Wednesday, May 10, 2006

Quorum Sensing

I attended a lecture last night on Biomimicry - studying and emulating natural systems to find sustainable solutions to design problems. In one of her examples, she talked about how bacteria commune with each other.

The phenomenon is called "quorum sensing". A few bacteria will land on a surface and immediately begin emitting a chemical that attracts other bacteria. If no others join them, they'll move on.

I was already thinking about mySpace, having just read this interesting Chartreuse post on the subject, but the obvious connection between the way a bacterial colony grows and the way a social networking site gets hot made me realize something:

The users that flock to mySpace and before that to Friendster may be fickle, but that doesn't mean that their behavior isn't predictable.
Our communities mimic natural systems that biologists have been studying for generations.

It also made me realize that being new isn't the only way to attract some bacteria to a networking site. As long as you can figure out the right core users to keep happy, they'll go right on emitting their chemicals.

By the way, if my brain wasn't so shamefully ensconced in this stuff, I probably would have written about the natural ventilation systems they're building based on termite mounds or the glueless tape they're developing from the technology on salamanders' feet. Pretty cool...


Blogger Amanda said...

Is one of us bacteria in this scenario?

I guess both of us are. Ah, the life of a conformist. I never thought I'd apply that word to myself, much less you.

But how do you explain the popularity of Myspace over Friendster. Wasn't Myspace a simple copy of Friendster?

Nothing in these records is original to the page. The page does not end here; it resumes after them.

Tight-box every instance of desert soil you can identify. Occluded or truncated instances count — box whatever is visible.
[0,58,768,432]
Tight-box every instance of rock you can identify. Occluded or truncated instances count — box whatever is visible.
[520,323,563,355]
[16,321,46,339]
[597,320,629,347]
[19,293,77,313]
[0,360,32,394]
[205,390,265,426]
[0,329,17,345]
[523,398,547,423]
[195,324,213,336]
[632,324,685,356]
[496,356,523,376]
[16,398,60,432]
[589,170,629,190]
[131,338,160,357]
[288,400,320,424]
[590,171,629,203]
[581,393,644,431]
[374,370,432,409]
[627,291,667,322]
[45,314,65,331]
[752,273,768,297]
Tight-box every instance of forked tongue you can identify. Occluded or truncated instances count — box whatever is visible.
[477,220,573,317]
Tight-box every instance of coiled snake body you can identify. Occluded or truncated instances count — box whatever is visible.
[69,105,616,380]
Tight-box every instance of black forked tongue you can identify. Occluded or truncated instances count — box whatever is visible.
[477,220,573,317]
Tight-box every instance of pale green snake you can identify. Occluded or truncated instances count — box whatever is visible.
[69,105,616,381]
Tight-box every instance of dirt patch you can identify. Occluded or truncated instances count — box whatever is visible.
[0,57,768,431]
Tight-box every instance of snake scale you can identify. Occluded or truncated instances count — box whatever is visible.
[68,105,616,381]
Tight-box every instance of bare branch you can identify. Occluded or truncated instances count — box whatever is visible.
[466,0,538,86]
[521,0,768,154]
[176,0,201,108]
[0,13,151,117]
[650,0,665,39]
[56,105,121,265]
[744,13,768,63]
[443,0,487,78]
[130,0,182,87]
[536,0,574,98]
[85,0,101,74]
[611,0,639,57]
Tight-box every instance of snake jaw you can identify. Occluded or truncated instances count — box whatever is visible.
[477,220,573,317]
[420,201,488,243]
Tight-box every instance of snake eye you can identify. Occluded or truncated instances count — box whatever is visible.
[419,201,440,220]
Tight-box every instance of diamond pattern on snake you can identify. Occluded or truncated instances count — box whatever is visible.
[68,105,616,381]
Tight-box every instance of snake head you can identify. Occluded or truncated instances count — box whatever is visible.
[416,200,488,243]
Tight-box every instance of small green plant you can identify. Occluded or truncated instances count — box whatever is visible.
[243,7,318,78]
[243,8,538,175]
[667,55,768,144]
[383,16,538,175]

Nope, I'm going to answer my own question. Myspace added music pages and other interesting features. They got the numbers and those social sites only work with numbers.

Okay, I'm done arguing with myself. Interesting topic.

9:35 AM  
Blogger Adam Elend said...

Friendster and mySpace are the conventional wisdom. I'm talking here about why conventions don't always prove out.

The conventional wisdom is that social networking "customers" are fickle. It's difficult to build a business around them because they flock to what's new.

My point is that people don't flock to what's new, they flock to whatever other people are flocking to. They behave like lots of communities in the natural world behave. And that means that they're predicatable.

12:19 AM  
Anonymous Gregor Clark said...

Advertising agencies trying to impact teen consumer behavior have for decades sought out "influencers" - young people who can convince their peers to buy things. Scary. So maybe you need to assess what you mean by "core" users here. It might not be so pretty!